Mitchells & Butlers operates just over 1,700 pubs and restaurants. Despite improved sales, first-half adjusted operating profit fell by almost a fifth to £100 million, as elevated costs including food and energy pressured margins.  

However, management flagged a material fall back in energy prices from previous market highs and early evidence that cost increases in other areas, particularly food, will soon start to slow.

Mitchell’s Ignite programme to improve efficiency and productivity now includes initiatives such as better labour scheduling, cost-mitigating procurement strategies and energy consumption reduction. 

Full-year costs for its £1.8 billion cost base are expected to rise at the lower end of management’s previously highlighted 10% to 12% forecast.  

A third-quarter trading update is likely to be announced in mid to late July. 

ii view:

Tracing its roots back to 1898, Mitchells & Butlers today employs over 40,000 people. The Birmingham headquartered company’s many brands include O’Neills, Harvester, Ember Inns, Toby Carvery and Miller & Carter. Along with its UK hospitality outlets, it also operates the Innkeeper's Collection of hotels in the UK. Overseas, its Alex restaurants and bars in Germany account for just under 5% of overall sales. Food accounts for its biggest proportion of sales at 52%, followed by drink at 43% and services such as hotels the balance of 5%.

For investors, the tough economic backdrop of rising interest rates and a cost-of-living crisis is pressuring available spending for its customers. Cost pressures persist including increased wage demands, pandemic related government assistance has been removed, while the dividend remains halted as it concentrates on strengthening its balance sheet.   

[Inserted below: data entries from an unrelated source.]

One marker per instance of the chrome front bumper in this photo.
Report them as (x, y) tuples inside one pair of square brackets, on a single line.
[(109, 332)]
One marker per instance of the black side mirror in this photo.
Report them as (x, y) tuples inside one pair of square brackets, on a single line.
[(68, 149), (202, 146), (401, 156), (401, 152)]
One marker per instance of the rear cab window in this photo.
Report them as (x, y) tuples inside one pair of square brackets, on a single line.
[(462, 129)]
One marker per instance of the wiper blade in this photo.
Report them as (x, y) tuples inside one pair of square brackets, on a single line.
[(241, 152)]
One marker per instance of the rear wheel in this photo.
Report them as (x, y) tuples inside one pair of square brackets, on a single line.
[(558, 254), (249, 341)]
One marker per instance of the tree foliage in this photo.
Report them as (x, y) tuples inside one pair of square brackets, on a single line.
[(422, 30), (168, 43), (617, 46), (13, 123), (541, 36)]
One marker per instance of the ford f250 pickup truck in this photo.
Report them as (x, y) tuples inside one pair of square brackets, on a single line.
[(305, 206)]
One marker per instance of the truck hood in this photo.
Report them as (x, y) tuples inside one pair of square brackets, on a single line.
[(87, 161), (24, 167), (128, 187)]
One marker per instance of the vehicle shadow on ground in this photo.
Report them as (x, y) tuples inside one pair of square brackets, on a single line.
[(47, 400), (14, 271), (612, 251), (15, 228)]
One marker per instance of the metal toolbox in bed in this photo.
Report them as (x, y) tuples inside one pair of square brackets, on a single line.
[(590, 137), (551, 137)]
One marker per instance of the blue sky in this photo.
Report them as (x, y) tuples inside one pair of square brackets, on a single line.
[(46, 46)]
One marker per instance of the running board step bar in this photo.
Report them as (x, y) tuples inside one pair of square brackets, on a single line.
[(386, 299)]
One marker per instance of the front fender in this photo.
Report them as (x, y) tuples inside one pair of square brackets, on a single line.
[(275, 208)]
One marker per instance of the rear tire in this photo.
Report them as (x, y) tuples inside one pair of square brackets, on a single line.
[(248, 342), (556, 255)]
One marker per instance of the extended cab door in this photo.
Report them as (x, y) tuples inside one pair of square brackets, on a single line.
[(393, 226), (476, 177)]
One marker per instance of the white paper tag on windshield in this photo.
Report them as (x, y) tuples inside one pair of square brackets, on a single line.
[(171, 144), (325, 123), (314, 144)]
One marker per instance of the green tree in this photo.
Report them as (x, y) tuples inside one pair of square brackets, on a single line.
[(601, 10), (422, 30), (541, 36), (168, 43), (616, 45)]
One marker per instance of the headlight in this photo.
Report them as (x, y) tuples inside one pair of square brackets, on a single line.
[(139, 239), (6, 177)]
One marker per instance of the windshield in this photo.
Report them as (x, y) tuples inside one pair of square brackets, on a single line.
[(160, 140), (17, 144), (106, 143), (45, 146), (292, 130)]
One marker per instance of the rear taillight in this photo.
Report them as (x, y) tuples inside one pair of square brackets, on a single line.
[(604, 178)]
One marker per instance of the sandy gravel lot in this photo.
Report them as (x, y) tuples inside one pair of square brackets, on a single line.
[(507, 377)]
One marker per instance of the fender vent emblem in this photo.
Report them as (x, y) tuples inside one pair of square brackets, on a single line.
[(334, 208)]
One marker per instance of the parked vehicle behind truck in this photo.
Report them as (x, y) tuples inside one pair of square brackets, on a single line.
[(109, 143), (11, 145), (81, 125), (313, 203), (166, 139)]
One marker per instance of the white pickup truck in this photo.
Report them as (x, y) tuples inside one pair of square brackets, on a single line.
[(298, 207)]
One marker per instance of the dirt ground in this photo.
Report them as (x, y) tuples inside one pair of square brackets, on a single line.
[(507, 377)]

More favourably, sales in the wake of the pandemic continue to recover. The company owns a diverse group of brands, management initiatives including a focus on costs continue, while a concentration on lowering debt is also not to be forgotten.  

For now, and despite continued headwinds, long-term momentum looks to remain in favour of this billion-pound hospitality company. 

Positives: 

  • Diversity of brands
  • Reducing net debt

Negatives:

  • Uncertain economic outlook
  • Not paying a dividend

The average rating of stock market analysts:

Buy

These articles are provided for information purposes only.  Occasionally, an opinion about whether to buy or sell a specific investment may be provided by third parties.  The content is not intended to be a personal recommendation to buy or sell any financial instrument or product, or to adopt any investment strategy as it is not provided based on an assessment of your investing knowledge and experience, your financial situation or your investment objectives. The value of your investments, and the income derived from them, may go down as well as up. You may not get back all the money that you invest. The investments referred to in this article may not be suitable for all investors, and if in doubt, an investor should seek advice from a qualified investment adviser.